• my name (unregistered)

    Frist? Sure

  • Officer Johnny Holzkopf (unregistered)

    It is as sure as XKCD 221 - https://xkcd.com/221/ - Are you sure? Ja, ich hab' Schuhe.

  • Abigail (unregistered)

    As someone who has written a regexp to validate the syntax email addresses, I object to the statement that they cannot be parsed with a regex. Perl regular expression have allowed for recursion for more than a decade. Anything for which there is a BNF grammar, like email addresses, can be turned into a regular expression almost mechanically.

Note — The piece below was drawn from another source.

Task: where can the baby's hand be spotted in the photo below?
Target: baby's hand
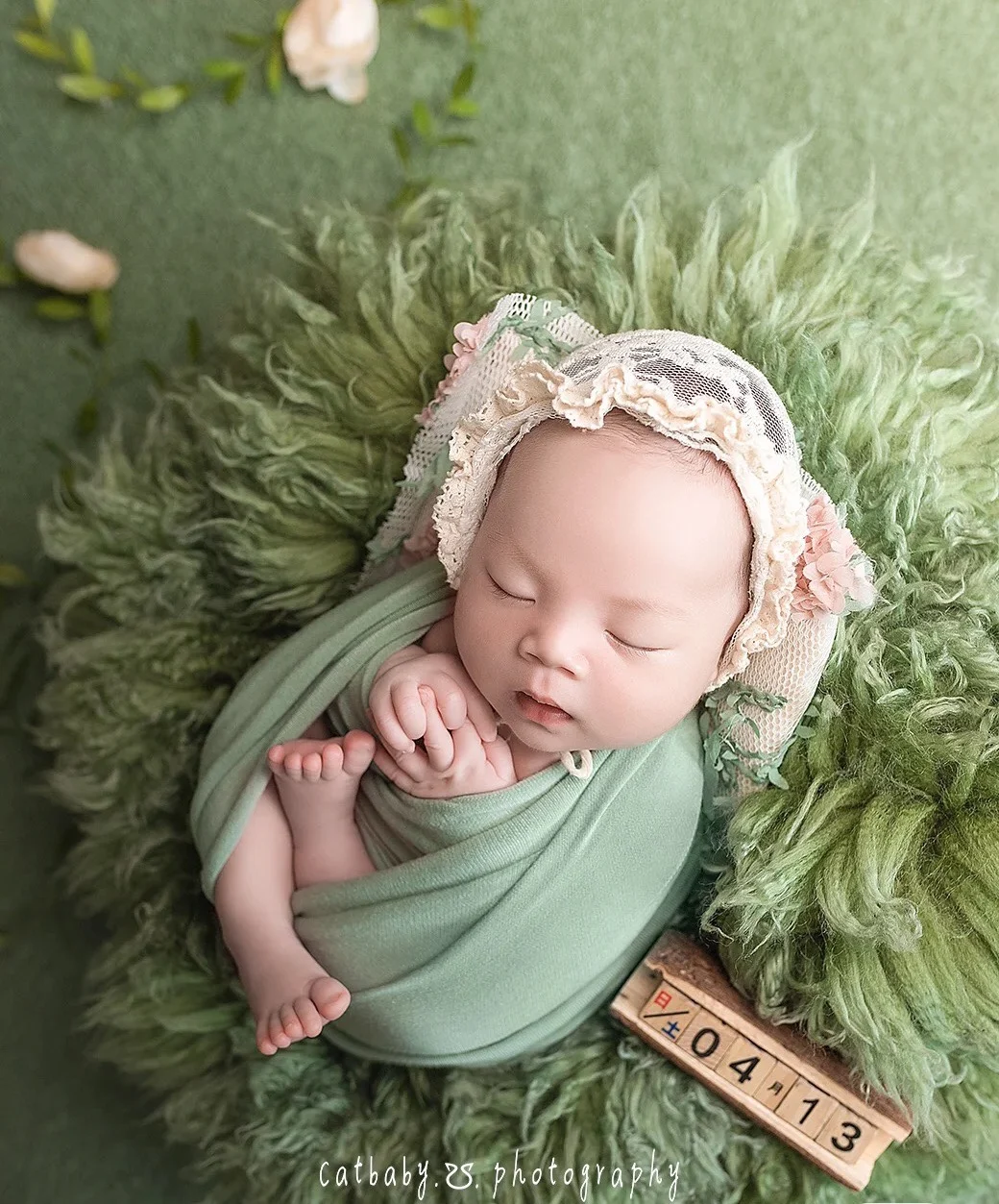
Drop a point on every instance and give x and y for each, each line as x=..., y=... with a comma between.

  • Scragar (unregistered)

    Sad part is JS has a perfectly good URL class that includes validation on the constructor. You could just do:

        function isValidURL(potentialUrl:string): boolean {
            try {
                new URL(potentialUrl);
                return true;
            } catch(e) {
                return false;
            }
        }
    
  • Michael P (unregistered)

    In practice, one can validate email addresses using a regular expression: https://stackoverflow.com/questions/201323/how-can-i-validate-an-email-address-using-a-regular-expression

    Some people might say "but my Punycode!", which is halfway valid: IDN works (and people expect it to), but must be preprocessed before it becomes an SMTP-type email address. Less bright people might say "but RFC2822 comments!", which is not valid because they're definitionally not part of the email address.

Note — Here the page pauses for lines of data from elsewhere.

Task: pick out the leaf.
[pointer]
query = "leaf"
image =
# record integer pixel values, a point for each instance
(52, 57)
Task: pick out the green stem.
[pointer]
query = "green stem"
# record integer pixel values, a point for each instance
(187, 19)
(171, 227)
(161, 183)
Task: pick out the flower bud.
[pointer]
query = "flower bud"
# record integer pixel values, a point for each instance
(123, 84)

    There was a fad some decades ago to assert, as this article does, that email addresses are not a regular language -- but I thought that myth had been dispelled.

  • Sauron (unregistered)

    Are you ${isValidUrl()}?

  • my name is missing (unregistered)

    Clearly, a brillant Paula bean solution.

  • (nodebb)

    The problem here is the uncalled-for decisiveness. A developer with a philosophical mindset would do something like this instead:

    function isValidUrl() {
        return "maybe";
    }
    
  • (nodebb)

    Sure is a great way to validate URLs!

  • Peter Smith (github) in reply to Abigail

    I dunno about using a REGEX for email -- the simplest thing is just if the thing includes an "@". Every time I crack open an RFC and then compare it to what's actually sent, I always see "bad" data sent over.

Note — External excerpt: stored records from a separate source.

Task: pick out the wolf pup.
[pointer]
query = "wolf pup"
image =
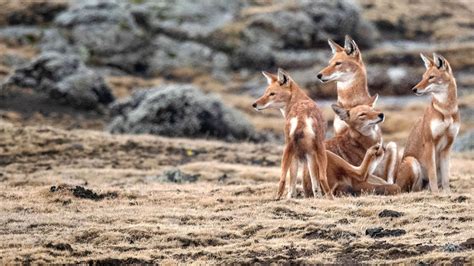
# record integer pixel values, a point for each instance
(345, 178)
(426, 155)
(305, 129)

    • In Gopher, lots of servers don't correctly end lines with CR LF and ignore the "last line needs a dot"
    • In email, I've seen a major email vendor use SMTP type auth on their IMAP server.
    • I've seen more incorrect URLs than I care to remember (I was the PM for the URL parser and networking team for .NET)
    • non-ASCII domain names are far more touchy than one would like, especially when you look at enterprise name resolvers

    Fun EMAIL fact: email addresses in RFC 561 are things like "fred AT place"

  • Pauller (unregistered)

    "Are those URLs? Sure! Is this a terrible approach? Sure! Does the fact that it's been like this for years and nobody actually complained imply that they didn't need URL validation in the first place? Sure!"

    Now that's just funny. I'm still chuckling. Thumbs up!

  • (nodebb) in reply to Peter Smith

    Checking for just one @ and not in either the first or last place covers the really silly problems (you aren't going to be supporting non-SMTP naming schemes in this day and age). More than that... need to see if you can actually send an email to the mailbox and have someone pick it up and respond sensibly to it. You simply aren't going to validate all possible current user mailboxes on all email systems without doing something completely beyond regexps.

  • Abigail (unregistered) in reply to Peter Smith

    https://github.com/Perl/perl5/blob/blead/t/re/reg_email.t

  • Fizzlecist (unregistered)

    I know I shouldn't, but I kinda like this for some reason

  • BaT (unregistered) in reply to Scragar

    There's even a URL.canParse(url, [base]) static method for this purpose. Although it's not supported by older JS engines.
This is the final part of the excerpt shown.